In the March 21, 2012 decision of Sackett v. Environmental Protection Agency (Docket No. 10-1062), the Supreme Court unanimously ruled that a landowner may bring a civil action against the EPA to challenge a compliance order, even if the EPA has not yet brought an action to enforce that order. In Sackett, an Idaho couple had begun clearing and filling a plot of land. The EPA issued a compliance order against the Sacketts, claiming that their plot was a protected wetland, and that filling the plot would be illegal under the Clean Water Act (“CWA”). The order required the Sacketts to remove the fill and restore the land, or else face civil penalties. After failing to obtain an hearing from the EPA, the Sacketts filed suit under the Administrative Procedure Act to contest the Clean Water Act jurisdiction over their property. The District Court and The Ninth Circuit both ruled that the Sacketts could not challenge the order, because the EPA had not yet filed a lawsuit to enforce the order and impose penalties.
The Supreme Court disagreed, and in a unanimous decision, declared that since compliance orders constitute “final agency action” for the purposes of the Administrative Procedure Act, such orders may be challenged under that Act, as plaintiffs had no other adequate remedy at law. Furthermore, the Supreme Court strongly rejected EPA’s interpretation that the CWA precluded such pre-enforcement review, finding “no reason to think that the CWA was uniquely designed to enable the strong-arming of regulated parties into ‘voluntary compliance’ without the opportunity for judicial review.”

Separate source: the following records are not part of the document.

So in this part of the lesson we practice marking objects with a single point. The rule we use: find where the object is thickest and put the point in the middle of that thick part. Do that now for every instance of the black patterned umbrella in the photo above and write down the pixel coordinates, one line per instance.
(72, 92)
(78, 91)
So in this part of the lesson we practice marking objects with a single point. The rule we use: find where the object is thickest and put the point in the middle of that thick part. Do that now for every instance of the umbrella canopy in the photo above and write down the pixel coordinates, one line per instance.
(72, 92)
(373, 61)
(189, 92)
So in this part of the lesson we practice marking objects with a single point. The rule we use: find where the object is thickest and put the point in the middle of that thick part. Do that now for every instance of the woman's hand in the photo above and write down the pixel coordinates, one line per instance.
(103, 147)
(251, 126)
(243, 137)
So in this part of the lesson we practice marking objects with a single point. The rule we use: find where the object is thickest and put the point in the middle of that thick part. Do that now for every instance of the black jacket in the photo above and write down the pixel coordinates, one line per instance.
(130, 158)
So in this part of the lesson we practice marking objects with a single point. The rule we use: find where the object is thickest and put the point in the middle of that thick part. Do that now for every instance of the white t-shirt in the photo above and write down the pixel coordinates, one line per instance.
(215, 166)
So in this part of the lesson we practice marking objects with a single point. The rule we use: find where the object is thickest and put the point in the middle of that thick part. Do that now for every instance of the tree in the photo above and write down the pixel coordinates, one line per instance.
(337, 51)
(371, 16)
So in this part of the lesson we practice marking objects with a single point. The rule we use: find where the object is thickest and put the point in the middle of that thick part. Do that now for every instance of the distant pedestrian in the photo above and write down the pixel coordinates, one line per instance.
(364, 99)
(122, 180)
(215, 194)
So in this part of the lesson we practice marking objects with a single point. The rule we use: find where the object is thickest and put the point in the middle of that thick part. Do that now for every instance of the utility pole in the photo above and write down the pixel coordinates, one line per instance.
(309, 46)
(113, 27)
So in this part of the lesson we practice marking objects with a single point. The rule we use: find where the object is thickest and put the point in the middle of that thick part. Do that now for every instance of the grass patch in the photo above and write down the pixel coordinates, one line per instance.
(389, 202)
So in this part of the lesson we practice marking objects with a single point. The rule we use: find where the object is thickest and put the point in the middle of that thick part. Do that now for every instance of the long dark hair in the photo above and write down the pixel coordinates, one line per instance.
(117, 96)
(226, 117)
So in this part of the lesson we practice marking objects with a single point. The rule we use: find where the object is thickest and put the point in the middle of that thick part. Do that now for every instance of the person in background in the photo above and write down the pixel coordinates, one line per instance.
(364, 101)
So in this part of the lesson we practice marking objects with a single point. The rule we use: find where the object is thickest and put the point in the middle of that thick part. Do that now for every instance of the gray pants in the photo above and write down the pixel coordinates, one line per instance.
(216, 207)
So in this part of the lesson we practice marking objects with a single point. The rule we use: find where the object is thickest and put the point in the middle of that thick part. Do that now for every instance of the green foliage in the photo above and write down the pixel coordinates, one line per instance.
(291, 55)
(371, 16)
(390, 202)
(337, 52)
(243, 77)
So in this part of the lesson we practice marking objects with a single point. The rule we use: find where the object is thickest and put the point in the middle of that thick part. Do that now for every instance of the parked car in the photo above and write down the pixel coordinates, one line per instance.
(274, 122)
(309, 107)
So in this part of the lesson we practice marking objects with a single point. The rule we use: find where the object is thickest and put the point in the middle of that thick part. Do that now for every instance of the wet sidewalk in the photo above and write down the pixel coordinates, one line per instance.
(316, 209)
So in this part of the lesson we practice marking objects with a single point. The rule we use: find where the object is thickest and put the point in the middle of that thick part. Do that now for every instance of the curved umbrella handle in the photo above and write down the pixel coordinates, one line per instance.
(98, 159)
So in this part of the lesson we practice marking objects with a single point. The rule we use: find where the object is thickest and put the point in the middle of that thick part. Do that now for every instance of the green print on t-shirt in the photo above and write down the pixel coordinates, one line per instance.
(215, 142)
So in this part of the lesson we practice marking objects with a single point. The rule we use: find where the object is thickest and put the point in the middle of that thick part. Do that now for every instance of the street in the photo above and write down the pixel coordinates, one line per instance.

EPA issues similar enforcement orders under other statutes with the understanding that these orders are not subject to pre-enforcement judicial review. Indeed, the lack of pre-enforcement judicial review is one of the more significant arrows in EPA’s compliance quiver, especially given the threat of significant penalties for failing to comply with an order. The Supreme Court’s decision is limited to the Clean Water Act, and the rationale likely would not extend to CERCLA, since CERCLA expressly prohibits pre-enforcement review, and courts have rejected similar challenges to CERCLA orders. However, it does raise an interesting question regarding orders issued under RCRA.